Recordemos. Karl Schmitt, filósofo católico del nazismo, había puesto de relieve lo que la hipocresía democrática ocultaba: la categorías políticas son todas ellas categorías teológicas. Es decir: la política occidental (democrática y capitalista) tiene su fundamento en la teología cristiana. Es notable: Schmitt coincide con lo que Marx joven decía en Sobre la cuestión judía: el fundamento cristiano del Estado germano se prolonga como premisa también en el Estado democrático.
Y si la política occidental al desnudarse muestra su fundamento teológico oculto, sin el cual no hubiera habido capitalismo, entonces toda política de Estado capitalista era antijudía, porque ése era el escollo que el cristianismo había encontrado para consolidarse como religión universal. No contra los judíos cristianizados que, como ustedes en Israel, apoyan esa política, es cierto. Ustedes tienen de cristianos, sin saberlo, lo que ocultan en su propia memoria al ocultar que la Shoá como “solución final” fue un exterminio teológico (cristiano) político europeo. Schmitt la tenía clara.

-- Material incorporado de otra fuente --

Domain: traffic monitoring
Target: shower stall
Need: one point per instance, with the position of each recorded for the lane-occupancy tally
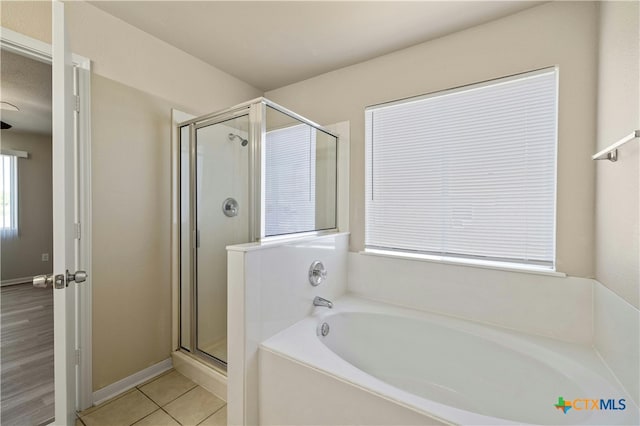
(250, 173)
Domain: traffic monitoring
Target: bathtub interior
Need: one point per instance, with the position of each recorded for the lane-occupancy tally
(453, 369)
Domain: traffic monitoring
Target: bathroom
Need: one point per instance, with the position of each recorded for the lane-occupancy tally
(590, 300)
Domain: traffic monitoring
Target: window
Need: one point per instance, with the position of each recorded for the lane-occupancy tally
(290, 192)
(467, 173)
(9, 201)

Lo que el sutil filósofo alemán católico necesitaba activar, en momentos de peligro extremo para el cristianismo y el capitalismo frente a la amenaza de la Revolución Rusa y las rebeliones socialistas, era el fundamento cristiano escondido en la política: el odio visceral y alucinado religioso antijudío para que en Europa reverdeciera con toda intensidad el fundamento grabado durante siglos en el imaginario popular cristiano. Y con ese vigor arcaico reverdecido pudieran enfrentar la amenaza revolucionaria del judeo–marxismo.
Por eso, frente a la apariencia liberal de la política democrática como una relación “amigo-amigo”, el fundamento de la política nazi extremaba las categorías de “amigo–enemigo” que Schmitt vuelve a poner de relieve en el “estado de excepción” como la verdad oculta de la democracia: el único enemigo histórico cuando entra en crisis el fundamento social europeo son nuevamente los judíos. En 1933, frente a la amenaza del socialismo tildado quizá con cierta razón de judío, resurgía para muchos europeos todo su pasado y encontraban en los judíos el fundamento más profundo de lo más temido para su concepción cristiana: las premisas judías de un materialismo consagrado, no meramente físico cartesiano como la economía capitalista requería. Por eso Schmitt vuelve a desnudar las categorías fundantes adormecidas que la teología católica mantenía vivas: volvía al fundamento religioso de la política cristiana del Estado democrático para enfrentar el peligro del “comunismo ateo y judío”.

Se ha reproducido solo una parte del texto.